Traffic routing with unreliable connections

I have a group of offices that are all connected to the main office via DSL links on the far end to save costs. (We're a non-profit, don't ask)

We've historically had noticeable problems with the link-up between the ISP that handles our remote sites and the ISP that handles the T1 lines our OpenVPN runs on, so those links frequently go down.

Our mail server's public interface is on the 1st provider's network so it worked just fine, but it's much slower because it's also DSL.

To address the upstream network unreliability issues, I'd written a script that simply modifies the DNS records on the remote sites to point to the internal IP if the tunnel is up or the public IP if the VPN tunnel to the main site is down.

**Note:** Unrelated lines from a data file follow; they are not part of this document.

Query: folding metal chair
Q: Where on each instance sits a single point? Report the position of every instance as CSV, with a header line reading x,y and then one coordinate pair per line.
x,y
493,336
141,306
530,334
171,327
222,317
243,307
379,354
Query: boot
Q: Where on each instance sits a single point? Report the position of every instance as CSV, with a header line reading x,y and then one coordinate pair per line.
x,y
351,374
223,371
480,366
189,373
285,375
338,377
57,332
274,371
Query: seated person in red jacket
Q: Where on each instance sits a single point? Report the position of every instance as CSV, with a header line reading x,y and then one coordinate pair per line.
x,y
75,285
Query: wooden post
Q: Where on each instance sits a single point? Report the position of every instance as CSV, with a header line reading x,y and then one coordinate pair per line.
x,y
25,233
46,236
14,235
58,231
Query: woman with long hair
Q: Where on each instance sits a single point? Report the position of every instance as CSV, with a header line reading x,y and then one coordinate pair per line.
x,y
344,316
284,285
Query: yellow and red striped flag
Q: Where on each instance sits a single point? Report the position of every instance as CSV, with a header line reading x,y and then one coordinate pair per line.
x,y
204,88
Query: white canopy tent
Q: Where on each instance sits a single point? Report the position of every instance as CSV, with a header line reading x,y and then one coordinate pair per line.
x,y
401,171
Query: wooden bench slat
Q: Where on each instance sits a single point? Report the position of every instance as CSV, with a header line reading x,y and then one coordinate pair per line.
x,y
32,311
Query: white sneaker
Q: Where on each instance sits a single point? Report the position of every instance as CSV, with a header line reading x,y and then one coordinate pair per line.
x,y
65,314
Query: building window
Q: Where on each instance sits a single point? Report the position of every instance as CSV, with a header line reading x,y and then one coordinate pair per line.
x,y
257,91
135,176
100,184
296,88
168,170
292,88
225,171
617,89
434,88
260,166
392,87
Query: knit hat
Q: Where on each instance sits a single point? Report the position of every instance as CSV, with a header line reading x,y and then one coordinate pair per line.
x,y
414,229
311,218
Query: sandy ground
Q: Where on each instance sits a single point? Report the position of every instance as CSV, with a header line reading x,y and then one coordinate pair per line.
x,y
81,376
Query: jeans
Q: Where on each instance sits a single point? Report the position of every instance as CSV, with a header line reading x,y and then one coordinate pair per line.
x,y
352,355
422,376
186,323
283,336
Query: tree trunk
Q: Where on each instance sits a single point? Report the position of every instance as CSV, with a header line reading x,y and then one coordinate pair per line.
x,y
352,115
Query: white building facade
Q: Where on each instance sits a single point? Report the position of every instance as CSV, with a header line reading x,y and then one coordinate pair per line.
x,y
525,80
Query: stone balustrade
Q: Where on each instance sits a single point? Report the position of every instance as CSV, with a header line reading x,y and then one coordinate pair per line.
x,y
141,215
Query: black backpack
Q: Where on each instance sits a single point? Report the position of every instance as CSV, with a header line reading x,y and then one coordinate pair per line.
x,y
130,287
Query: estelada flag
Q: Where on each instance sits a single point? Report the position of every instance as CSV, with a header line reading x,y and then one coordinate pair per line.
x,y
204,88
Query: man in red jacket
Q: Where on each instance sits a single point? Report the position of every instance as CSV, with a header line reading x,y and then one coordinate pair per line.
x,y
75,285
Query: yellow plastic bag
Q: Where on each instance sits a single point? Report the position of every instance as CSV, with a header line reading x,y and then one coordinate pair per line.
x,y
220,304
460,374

How can I do this in a more elegant fashion that will be instantaneous (instead of my cron-driven scripts) and transparent to the users?

Edit: Remote Offices: Ubuntu 9.10 LTSP servers running various vendor-provided Actiontecs & Motorola and a few with Netgears and Linksys firewall. Main office: Almost 100% Linux (CentOS, in this case) with multiple Netgear FVS318/338 series firewalls with individual firewalls for each IP on our /27. (another don't ask, it was before I got here)


Solution 1:

OpenVPN should be able to execute commands upon the creation and termination of tunnels. Instead of having this job run in a cron, you can have the DNS record shuffling triggered by these events. Then, you just have to monitor something over the unreliable link to know when to restart the VPN tunnel.

Solution 2:

It depends on your budget. IP SLA by Cisco(and definitely others) does exactly that. Here is an excellent starting point

You might be able to pull that off without anything else. I assume that your users DNS point to your remote site's router. In your remote site's router you can add the primary DNS of your 1st provider and secondary DNS for your 2nd provider. Most routers these days are clever enough to fail to the secondary once the primary fails.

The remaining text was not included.